Era digital telah membawa kemudahan belanja daring, namun di baliknya tersimpan masalah besar: lonjakan sampah kemasan. Setiap hari, jutaan paket dikirimkan, masing-masing terbungkus dalam plastik, kardus, atau bubble wrap. Tumpukan kemasan ini, yang seringkali hanya digunakan sekali, menjadi beban berat bagi lingkungan. Ini adalah konsekuensi tak terhindarkan dari gaya hidup konsumtif yang semakin mengandalkan pengiriman barang.
Kemasan, terutama plastik, adalah biang keladi utama dari lonjakan sampah ini. Plastik membutuhkan waktu ratusan tahun untuk terurai, mencemari tanah dan lautan. Hewan laut seringkali mengira sampah plastik sebagai makanan, yang berujung pada kematian. Mikroplastik yang terbentuk dari pecahan sampah ini bahkan telah ditemukan di berbagai ekosistem, termasuk dalam tubuh manusia, menimbulkan kekhawatiran serius.

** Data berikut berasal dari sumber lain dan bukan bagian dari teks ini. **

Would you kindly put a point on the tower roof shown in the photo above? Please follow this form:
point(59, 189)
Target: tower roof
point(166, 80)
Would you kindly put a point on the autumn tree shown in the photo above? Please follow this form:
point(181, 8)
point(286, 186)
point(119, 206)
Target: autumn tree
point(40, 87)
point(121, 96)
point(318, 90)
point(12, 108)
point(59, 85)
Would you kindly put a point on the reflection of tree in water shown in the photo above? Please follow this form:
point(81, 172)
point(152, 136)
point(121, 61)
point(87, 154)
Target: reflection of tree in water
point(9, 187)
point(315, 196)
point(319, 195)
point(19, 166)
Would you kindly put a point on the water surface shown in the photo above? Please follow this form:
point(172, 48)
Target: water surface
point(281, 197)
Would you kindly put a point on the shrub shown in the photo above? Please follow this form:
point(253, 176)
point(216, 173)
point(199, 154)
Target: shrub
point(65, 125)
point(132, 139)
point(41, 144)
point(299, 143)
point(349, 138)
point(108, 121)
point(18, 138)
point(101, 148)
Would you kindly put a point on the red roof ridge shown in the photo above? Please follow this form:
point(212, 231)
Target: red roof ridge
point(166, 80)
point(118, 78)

Selain plastik, penggunaan kardus dan kertas sebagai kemasan juga berkontribusi pada deforestasi. Meskipun dapat didaur ulang, proses daur ulang itu sendiri membutuhkan energi dan air yang tidak sedikit. Volume lonjakan sampah kemasan yang terus meningkat menuntut pengelolaan yang lebih baik, mulai dari pengurangan penggunaan hingga peningkatan efisiensi daur ulang.
Dampak ekonomi dari lonjakan sampah kemasan juga signifikan. Pemerintah daerah harus mengeluarkan biaya besar untuk mengelola sampah, mulai dari pengumpulan hingga pembuangan di TPA (Tempat Pemrosahan Akhir). Kapasitas TPA yang terbatas juga menjadi masalah, seringkali menyebabkan penumpukan sampah yang tidak terkelola, menciptakan masalah kesehatan masyarakat.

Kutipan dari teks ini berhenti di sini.